Intergovernmental ‘burden sharing’ is being applied to the increasingly international issue of refugees, The Journal of Refugee Studies, research paper Burden-sharing during Refugee Emergencies suggests that “such schemes are based on the premise that collective action might lead to better and more enduring resolution of crises than unilateral measures by individual nation states.” Common sense, much under-rated, is we will find at the heart of all sharing initiatives

Sharing between pupils/students and teaching staff is finding a place within many educational institutions of all types and levels. Group work within schools is the model increasingly being employed, helping to build relationships, encourage cooperation and balance somewhat the divisive effects of competition. Communication between educators sharing methodologies and experiences, like Wikispaces, that offers opportunities for interaction, collaboration and sharing,

Sharing skills and goods, knowledge and techniques, ideas and views, exchanging services and materials. Platforms of contemporary barter, homemade jam, for freshly baked bread, lunch in payment for cleaning, Schemes generated by economic necessity the cynic may say, well perhaps. I suggest they are worldwide seeds of social transformation and one feels it's simply the beginning. Seeds of a new and just economic structure, that clarifies action through the purification of motive.
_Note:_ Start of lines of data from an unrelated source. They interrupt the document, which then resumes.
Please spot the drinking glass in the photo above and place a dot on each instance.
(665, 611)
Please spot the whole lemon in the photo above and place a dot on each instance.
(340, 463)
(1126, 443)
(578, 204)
We need to re-imagine this decaying civilization, and design a new economic system that serves the needs of us all, and economic system that Benjamin Crème in The Art of Cooperation suggests is based on the “principle of sharing” it is an idea whose time is dawning.

Peace and sharing are closely connected, a relationship made clear in the Brandt Report, which in 1983 stated that “A new century nears, and with it the prospects of a new civilization. Could we not begin to lay the basis for that new community with reasonable relations among all people and nations, and to build a world in which sharing, justice, freedom, and peace might prevail?” Look closely, with an open mind and the early signs of such a world are perhaps to be glimpsed, for within the fogs of conflict and suffering there is hope and cause for optimism. The growing sharing initiatives are a herald of the new; they are to be welcomed, championed indeed. Professor Frederico Mayor Zaragoza, a former director of UNESCO, makes the case for peace through sharing, “We (the UN) exist to create, physically and intellectually, the conditions for peace. This implies real justice and sharing, not a simple distribution of aid and political patch-up.” ‘Real justice’, is concerned with the implementation of universally agreed human rights, with participation, consultation and crucially equality -  the fair and equitable distribution of the Worlds resources. All are democratic ideals and all will be realised through expressions of sharing.

Sharing the world’s resources would be a giant step in establishing social justice and dissipating tensions between wealthy countries and the developing nations. Benjamin Crème makes the point in The Art of Cooperation, that  “Sharing the world's resources will restore sanity to the world. It will make life happier for most people.” furthermore, “Through sharing alone will justice be confirmed.“ Clearly it is unjust that 70% of the worlds natural resources, food, water etc. are usurped and wasted by 30% of the worlds people, is this just, sane even?

Sharing unites people and helps us to recognise our universal nature, it is to be cultivated in all areas of life, The Brandt Equation states. “Caring, mutual respect, generosity, and sharing begin at home after all, and should be expressed no differently in global economic relations. It is, in fact, that simple.” It is a fact simple indeed that is gaining ground. Let us harken to the call for sharing, within the home, the community, the nation and throughout the world, and witness the dispelling of that 21st century epidemic - stress, the flowering of justice and trust and maybe, just maybe the realization of that long longed for jewel; peace on Earth.